In the United States, more than 100,000 people are waiting for organ transplants. Bioprinting tissues is seen as the future of addressing the demand for transplants and helping potentially prevent organ rejection (because the organ would be printed from a patient’s own cells). Although we are decades away from this becoming a reality, a team of bioengineers from various institutions nationwide may have brought us much closer to the possibility of 3-D printed organs.
The researchers have demonstrated proof-of-principle with a hydrogel model of a lung-mimicking air sac, an entangled vascular network that could deliver oxygen to surrounding blood vessels. The work was featured in a recent issue of Science.
The inability to print complex vascular networks that can also deliver nutrients to densely populated tissues has been a significant roadblock facing the successful creation of functional tissue replacements, according to Jordan Miller, assistant professor of bioengineering at the Rice University Brown School of Engineering. “Our organs actually contain independent vascular networks—like the airways and blood vessels of the lung or the bile ducts and blood vessels in the liver,” Miller said in a university news release. “These interpenetrating networks are physically and biochemically entangled, and the architecture itself is intimately related to tissue function.
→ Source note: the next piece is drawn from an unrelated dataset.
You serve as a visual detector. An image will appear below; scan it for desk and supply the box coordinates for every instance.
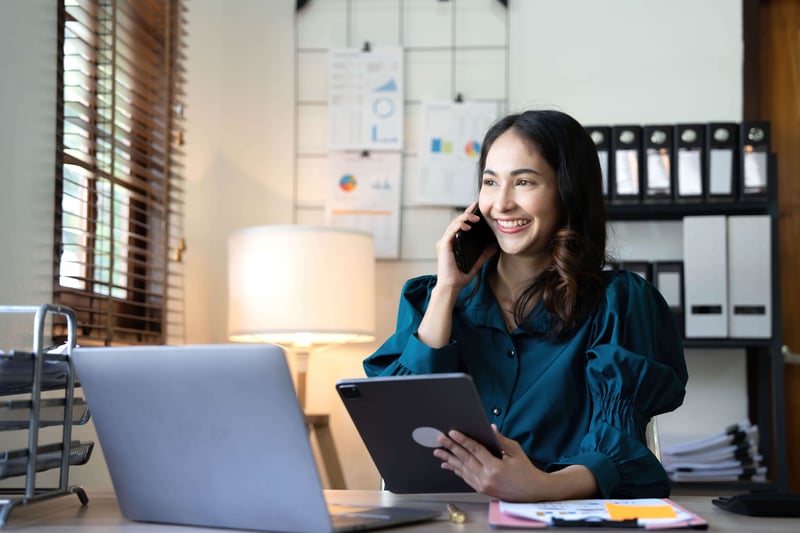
[0,490,800,533]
Ours is the first bioprinting technology that addresses the challenge of multivascularization in a direct and comprehensive way.”
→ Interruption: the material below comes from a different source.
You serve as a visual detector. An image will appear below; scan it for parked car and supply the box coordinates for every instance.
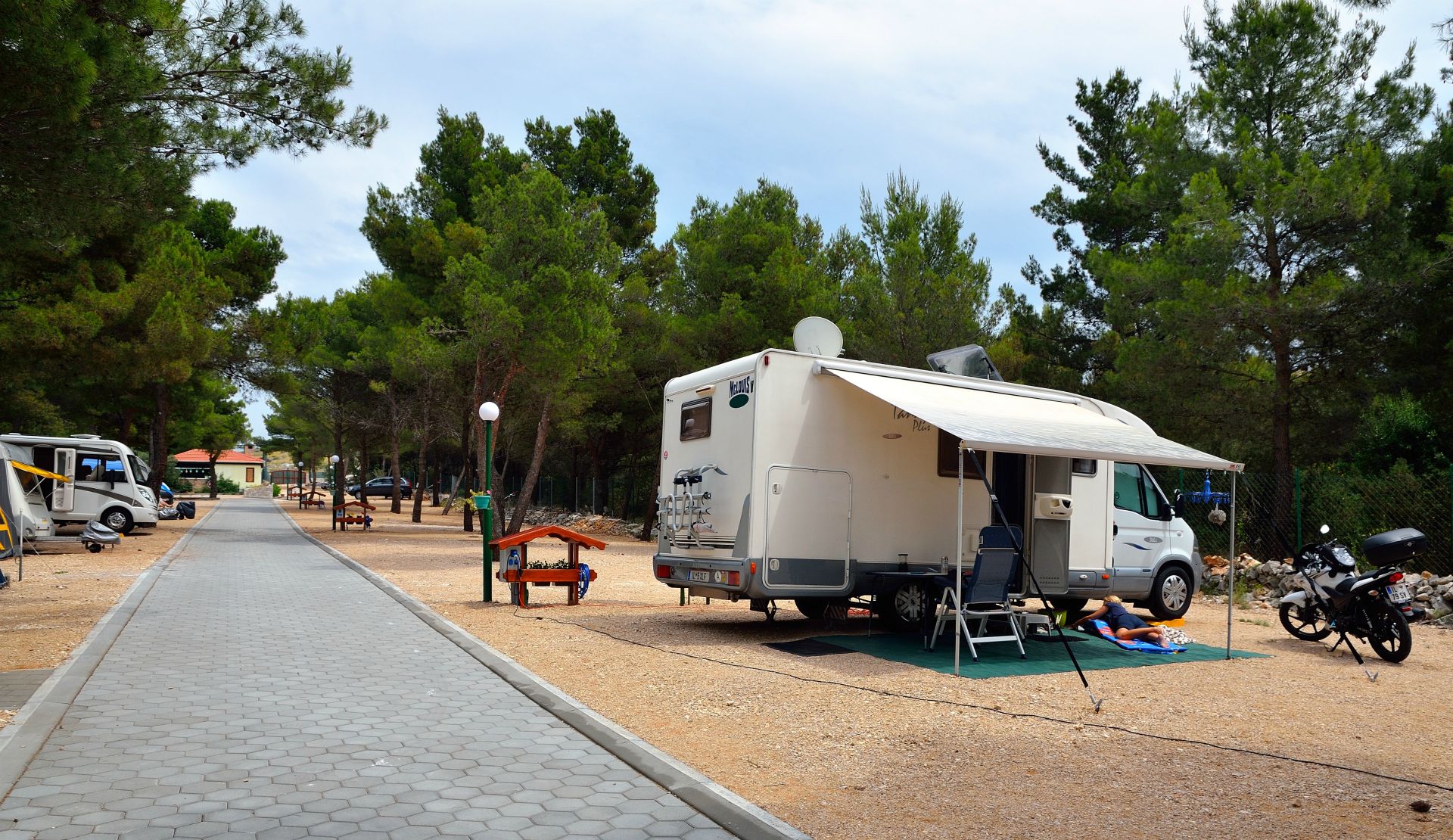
[347,475,414,499]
The team from Rice University, the University of Washington, Duke University, Rowan University and Nervous System (a design firm) developed an open-source bioprinting technology called SLATE (stereolithography apparatus for tissue engineering). Through additive manufacturing, layers of soft hydrogel, which become solid when exposed to blue light, are built one at a time. The researchers added food dyes that absorb blue light, which enables the creation of very fine, intricate layers in just minutes. They were able to show that the tissues were strong enough to withstand bursts of blood flow as well as the intake and outflow of air that creates pressure while breathing.
Miller’s lab is working on new design and bioprinting methods that could enable the creation of more complex structures. He predicts that bioprinting will be a “major component of medicine” within the next 20 years.